Today, there is also a focus on improving the efficacy and safety of these therapies by, for example, optimizing retinal bioavailability, which is hampered by the blood-retina barrier. Nanoparticle formulations combined with new delivery systems promise increased drug penetration at the target site, reduced dose required to achieve therapeutic effects, prolonged effects and reductions in toxicity and systemic side-effects (13).

Integrin peptides are a new treatment option currently under investigation. Integrins are transmembrane receptors involved in cell adhesion, signal transduction, cell proliferation, shape and motility; in the eye, multiple integrins are involved with angiogenesis. Allegro Ophthalmics have a small peptide (ALG-1001) that inhibits multiple integrin receptor sites, that is currently undergoing clinical evaluation for vascular eye diseases, including macular edema due to retinal vein occlusion.  In preclinical studies, ALG-1001 has shown promise as a monotherapy and when combined with ranibizumab. Further studies are ongoing (14).

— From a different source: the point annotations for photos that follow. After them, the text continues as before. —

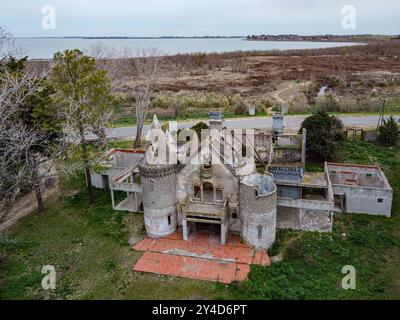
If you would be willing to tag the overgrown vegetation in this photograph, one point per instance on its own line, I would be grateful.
(88, 247)
(324, 135)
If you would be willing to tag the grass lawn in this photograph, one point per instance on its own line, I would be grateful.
(88, 247)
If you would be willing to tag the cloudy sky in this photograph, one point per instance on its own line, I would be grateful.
(200, 17)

Dexamethasone intravitreal implants and anti-VEGF angiogenesis inhibitors have dramatically improved the management of ME following retinal vein occlusion. Yet unmet needs remain: drugs that are less invasive in administration, more effective over longer periods, and have better safety profiles are required. I am confident that we will have them, and soon.

Marianne L. Shahsuvaryan is Professor of Ophthalmology at Yerevan State Medical University, Yerevan, Armenia.